Dear Biostars, I need your help please,
I am new to genome wide association studies, and now i am struggling with this issue: I have around 150 samples, of RNA sequences. I clean the data and called variants ... based on GATK workflow. Then, kept the variants with max 3% missingness in the samples. I ended up with 20,000 high quality variants. This just to give you a background about the project!

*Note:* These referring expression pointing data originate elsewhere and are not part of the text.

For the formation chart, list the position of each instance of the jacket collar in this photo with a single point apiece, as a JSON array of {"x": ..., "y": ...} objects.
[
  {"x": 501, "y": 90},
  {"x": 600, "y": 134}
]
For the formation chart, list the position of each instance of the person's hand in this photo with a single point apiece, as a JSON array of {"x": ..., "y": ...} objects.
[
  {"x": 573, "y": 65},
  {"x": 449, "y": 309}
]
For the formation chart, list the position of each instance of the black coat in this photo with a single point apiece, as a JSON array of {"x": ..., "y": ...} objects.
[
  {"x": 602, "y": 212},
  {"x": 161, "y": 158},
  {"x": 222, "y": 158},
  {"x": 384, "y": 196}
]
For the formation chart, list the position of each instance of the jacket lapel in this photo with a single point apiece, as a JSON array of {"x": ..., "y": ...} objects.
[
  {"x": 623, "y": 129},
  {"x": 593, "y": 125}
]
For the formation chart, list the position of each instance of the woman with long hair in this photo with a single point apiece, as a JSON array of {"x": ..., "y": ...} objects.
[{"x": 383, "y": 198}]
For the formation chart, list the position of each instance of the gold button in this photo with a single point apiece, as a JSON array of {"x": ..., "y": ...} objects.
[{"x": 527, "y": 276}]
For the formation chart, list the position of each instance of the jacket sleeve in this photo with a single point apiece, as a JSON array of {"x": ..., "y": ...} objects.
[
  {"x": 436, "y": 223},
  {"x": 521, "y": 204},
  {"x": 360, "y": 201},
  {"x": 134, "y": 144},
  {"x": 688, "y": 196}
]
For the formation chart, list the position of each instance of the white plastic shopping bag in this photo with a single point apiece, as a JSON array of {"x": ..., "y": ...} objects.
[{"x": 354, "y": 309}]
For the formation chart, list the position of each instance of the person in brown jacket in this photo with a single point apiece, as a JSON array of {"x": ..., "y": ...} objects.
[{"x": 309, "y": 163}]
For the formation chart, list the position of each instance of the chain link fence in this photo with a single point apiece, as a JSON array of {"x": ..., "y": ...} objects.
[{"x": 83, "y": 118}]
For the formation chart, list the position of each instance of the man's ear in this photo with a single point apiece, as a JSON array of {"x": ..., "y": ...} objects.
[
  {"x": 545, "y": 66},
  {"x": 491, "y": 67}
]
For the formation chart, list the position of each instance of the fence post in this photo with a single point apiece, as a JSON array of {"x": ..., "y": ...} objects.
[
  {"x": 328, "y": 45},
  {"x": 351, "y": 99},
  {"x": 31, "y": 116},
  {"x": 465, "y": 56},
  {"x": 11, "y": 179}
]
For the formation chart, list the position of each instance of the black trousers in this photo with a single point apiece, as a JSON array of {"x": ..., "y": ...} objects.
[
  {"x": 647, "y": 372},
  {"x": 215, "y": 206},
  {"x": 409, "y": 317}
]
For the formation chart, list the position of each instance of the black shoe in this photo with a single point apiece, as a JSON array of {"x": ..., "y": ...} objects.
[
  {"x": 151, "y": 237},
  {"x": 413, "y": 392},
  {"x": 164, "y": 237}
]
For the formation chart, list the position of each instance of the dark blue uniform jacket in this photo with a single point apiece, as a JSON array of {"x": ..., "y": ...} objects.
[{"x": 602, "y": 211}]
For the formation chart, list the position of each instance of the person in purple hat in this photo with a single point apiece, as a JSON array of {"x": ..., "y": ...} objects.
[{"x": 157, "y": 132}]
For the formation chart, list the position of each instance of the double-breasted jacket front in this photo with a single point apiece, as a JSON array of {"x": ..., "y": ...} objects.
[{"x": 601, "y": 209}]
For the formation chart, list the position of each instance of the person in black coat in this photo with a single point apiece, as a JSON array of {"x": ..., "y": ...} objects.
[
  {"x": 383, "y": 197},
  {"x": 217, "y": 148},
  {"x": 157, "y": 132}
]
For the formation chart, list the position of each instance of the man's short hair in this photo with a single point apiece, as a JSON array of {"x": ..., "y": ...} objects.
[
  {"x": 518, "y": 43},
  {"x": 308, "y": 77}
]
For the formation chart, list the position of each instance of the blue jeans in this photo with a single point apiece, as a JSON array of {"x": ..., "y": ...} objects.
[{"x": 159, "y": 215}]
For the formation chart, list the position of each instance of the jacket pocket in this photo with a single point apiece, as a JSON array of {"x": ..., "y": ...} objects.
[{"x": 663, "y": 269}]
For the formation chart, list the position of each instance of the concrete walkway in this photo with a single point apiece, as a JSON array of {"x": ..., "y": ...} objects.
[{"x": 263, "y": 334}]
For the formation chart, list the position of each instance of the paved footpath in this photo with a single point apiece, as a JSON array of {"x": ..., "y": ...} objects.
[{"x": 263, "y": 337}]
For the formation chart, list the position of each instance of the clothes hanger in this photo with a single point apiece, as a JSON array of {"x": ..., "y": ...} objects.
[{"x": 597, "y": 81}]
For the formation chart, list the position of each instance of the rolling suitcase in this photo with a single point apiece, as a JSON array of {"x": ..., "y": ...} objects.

Here is the issue: I used plink (2 and also tried 1.9) I got some good pvalues, but the problem is that when add --adjust to calculate FDR, I found that it is almost 1 for all
here are the header of my file
UNADJ GC BONF HOLM SIDAK_SS SIDAK_SD FDR_BH FDR_BY
8.39E-05 9.38E-05 1 1 0.767967 0.767967 0.986743 1
0.000556724 0.000607716 1 1 0.999939 0.999939 0.986743 1
0.000935481 0.00101439 1 1 1 1 0.986743 1
0.00112283 0.00121471 1 1 1 1 0.986743 1
Please help!
It can be that you have nothing significant in the dataset - that's how it is supposed to look if there is nothing there. You can extract p-values and perform fdr correction in R and compare results with what you see to check if the correction was adequate.
Thanks for your reply.
The problem is that i have significant pvalue using logistics regression model or chi-square, around 1e-5. but when adjust and calculate FDR, it is one. I believe that it shouldn’t be different that much. If there is nothing significant why logistics regression pvalue suggests e-5! Regards
Considering the number of SNPs in a typical GWAS, we usually defined SNPs with 5e-8 as significant. As yours only go to e-5, it is not too surprising that you've no signal after adjustment.
Thanks for your reply. Just to add one point, i have RNA. So we are having less variants (for expressed genes). So this may cause that problem.
Your answer explain the issue partially, many thanks
Yeap, I simulated 20.000 p-values (which is uniformly distributed under 0 hypothesis) and the minimum was 8.5e-05 - which is of order of your number, but is totally random under independence hypothesis - so I would not worry much about raw p-values at all.